This student did surmise correctly that the new mechanized units would begin to assert their own esprit de corps. Although the horse cavalry struggled with their relationship to motor vehicles, those who made the jump to the new technology turned to history for validation. In 1930, Sgt. M. M. Lyle and WO1 John A. Dapp of the 1st Tank Regiment composed the song “Te Tank.” Returning to the days of the First World War, the lyrics connote power and danger.

The song goes on to describe the tank as a “grinding, blinding devil” and “a bloody, blooming war’ior,” powerful and terrifying descriptors. These images are dark and foreboding, evoking fear and helplessness against an unstoppable machine. This song contrasts starkly with the fun, entertaining, and light air of the “Dashing Cavalree.” A jaunt over hills and plains is no match for “a rolling battering ram.”45

O’ She’s a slashing, crashing terror,
day or night
She’s a raging, roaring demon, full
o’ fght
Over the top in no man’s land,
Bellowing doom on ev’ry hand,
She’s a rolling battering ram,
Is the Tank

In the 1930s, the civilian transition to the automobile for personal transportation and the truck for commercial conveyance continued to advance. With more vehicles in use, Americans became increasingly unfamiliar with animals. They simply did not own or use them anymore and thus were no longer acquainted with their upkeep or training. These same civilians became the recruiting pool for the Army.46 So, the Army spent time teaching soldiers how to overcome their fear of horses, how to care for them, and how to ride.

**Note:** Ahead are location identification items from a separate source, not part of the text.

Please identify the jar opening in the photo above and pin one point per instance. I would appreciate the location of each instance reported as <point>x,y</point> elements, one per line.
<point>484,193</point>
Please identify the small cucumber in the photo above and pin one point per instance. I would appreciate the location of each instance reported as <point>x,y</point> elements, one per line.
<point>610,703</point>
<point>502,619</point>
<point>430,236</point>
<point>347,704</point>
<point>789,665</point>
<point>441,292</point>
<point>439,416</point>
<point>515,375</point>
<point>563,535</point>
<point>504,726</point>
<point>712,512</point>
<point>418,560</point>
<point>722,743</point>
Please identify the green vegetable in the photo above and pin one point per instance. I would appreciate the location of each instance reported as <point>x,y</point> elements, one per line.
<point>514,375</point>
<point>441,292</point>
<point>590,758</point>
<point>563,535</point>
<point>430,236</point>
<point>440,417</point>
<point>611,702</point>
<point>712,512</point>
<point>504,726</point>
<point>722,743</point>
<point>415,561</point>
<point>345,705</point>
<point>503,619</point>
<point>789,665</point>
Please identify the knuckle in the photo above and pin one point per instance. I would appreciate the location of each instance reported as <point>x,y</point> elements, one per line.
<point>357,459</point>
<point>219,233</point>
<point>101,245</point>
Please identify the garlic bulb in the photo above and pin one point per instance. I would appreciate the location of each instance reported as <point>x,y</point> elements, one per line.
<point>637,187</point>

For the inexperienced, learning how to ride left them stiff and sore.47 Soldiers’ unfamiliarity with animals was on display when, in 1934, a battery of the 6th Field Artillery had to return to using horses after experimenting with trucks. “Since these soldiers had no training with horses and did not know how to handle the huge Belgians and Clydesdales, accidents were frequent,” according to military historian Edward M. Coffman.48 He suggested also that higher than average desertions in the cavalry and field artillery could be attributed to soldiers’ dislike for the horses.49 Unsurprisingly, when traveling in trucks rather than on horseback from Marfa, Texas, to Camp Knox, Kentucky, in December 1932, soldiers “were pleased with the comforts of riding such a long distance ‘fast and smooth’ in trucks that did not need grooming.”50

Even the newly appointed chief of staff, Maj. Gen. Douglas MacArthur, realized motor cars were there to stay. As Coffman explains, MacArthur “called in the chief of cavalry [Maj. Gen. Guy V. Henry Jr.] and [gave] him a blunt message. He gestured toward the parked cars on the street outside his office and said, ‘Henry, there is your cavalry of the future.’”51 The transition— and acceptance—of mechanization still had a bumpy road ahead, and animals and motors coexisted for several more years. Although Henry did support the mechanization of the cavalry, Coffman also notes that he nevertheless rode horses and participated in horse shows.52 Indeed, soldiers continued to play polo and run hunting clubs. So pervasive was polo as a pastime, the pilots at the Air Corps Tactical School also indulged. As Coffman and Peter F. Herrly observe, “in the Depression, newspaper photos of these foxhunts probably did not enhance the officer image for the general public.”53

With the use of motor transport for horse cavalry in the 1934 Fort Riley Maneuvers, the acceptance of motorization appeared complete. Even the predominant ly proanimal Cavalry Journal acknowledges that without motor transport at the 1934 Fort Riley Maneuvers, the movements of the horse cavalry would have been curtailed by half.54 In appreciation of the cavalry’s move toward motorized transport, M. Sgt. John J. Reardon from the chief of cavalry’s office wrote to the Cavalry Journal, “We can well remember the days—not so long ago—when, going into the field, we depended upon our escort wagon and fourline team of mules to get our camp and field equipment up. We also remember the late arrival of this equipment, with growling bellies and growling soldiers.”55

In contrast, Maj. Wilfrid M. Blundt took the opposite view in his 1935 article in the Cavalry Journal, titled “Motor Truck or Covered Wagon?” He pointed out that motorized transport burdened horsed combat units because they did not have vehicles to replace broken down supply trucks or a proper reserve of maintenance personnel. Although the text of the article is moderate in tone, the author’s accompanying cartoons offer a more biting view of the issue. One frame shows a covered wagon pulled by cheerful horses and directed by a cavalryman. With a fair bit of nostalgia, it suggests that animal-drawn transportation ran smoothly in the days past, keeping everyone happy and encountering little difficulty.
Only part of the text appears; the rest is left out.